From Courage to Change of Oct 10:

The road to my hometown wound along a steep hillside. As a child, I was often afraid that our car would swerve too widely and go over the edge. I used to take hold of the rear door handle and try to prevent this. I was too young to understand that my actions could not influence the path of the car. Yet I often take a similar approach to my adult fears and persist in futile actions.

Al-Anon helps me to accept what I cannot change and change what I can. Although I can’t control the way alcoholism has affected my life, I can’t control another person, and I can’t make life unfold according to my plans, I can admit my powerlessness and turn to my Higher Power for help.

When I am the driver, the responsibility for steering clear of the road’s edge is mine. It is up to me to take my recovery seriously, to work on my attitudes, to take care of my mind, body, and spirit, to make amends when I have done harm — in short, to change the things I can.

Today’s Reminder

Sometimes the only way I can determine what to accept and what to change is by trial and error. Mistakes can be opportunities to gain the wisdom to know the difference.

“If a crisis arises, or any problem baffles me, I hold it up to the light of the Serenity Prayer and extract its sting before it can hurt me.” ~ One Day at a Time in Al-Anon

END OF QUOTE—————————————

There’s a moment in my life where innocence hardens into delusion — the child’s hand gripping becomes the adult’s will clenching at the illusion of control. This is the birthplace of self-betrayal: that instant when fear dresses up as virtue and we call it responsibility, loyalty, or love.

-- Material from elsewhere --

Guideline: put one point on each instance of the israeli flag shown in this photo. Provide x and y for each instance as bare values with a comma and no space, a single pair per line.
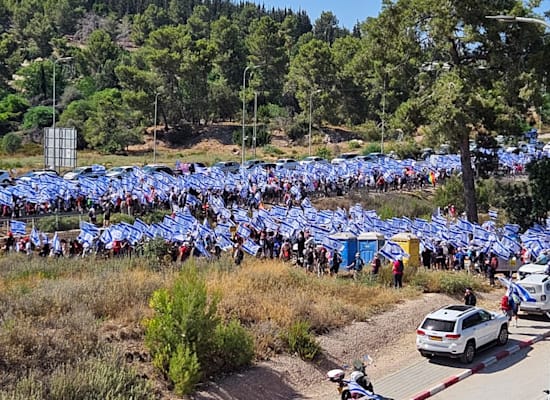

I was told to hold things together. Families, marriages, reputations, systems. “Good” people clench under the command of madness, denial, and collective cowardice. Recovery unteaches that lie. It teaches that letting go is not collapse; it is rebellion. The first act of spiritual independence is unclenching.

The Serenity Prayer becomes a battlefield order. “Accept what I cannot change” is not submission — it’s intelligence. “Change what I can” is not sentimental; it’s strategy. “Wisdom to know the difference” is reconnaissance. The clinging hand of the child now grips the sword of discernment. I can no longer afford to confuse martyrdom with mastery.

Mistakes are not sins. They are the bruises of apprenticeship. Each wrong turn exposes another illusion — that perfection is power, or that fear keeps the journey safer than trust. Wisdom grows out of wreckage; I salvage what burns and build again.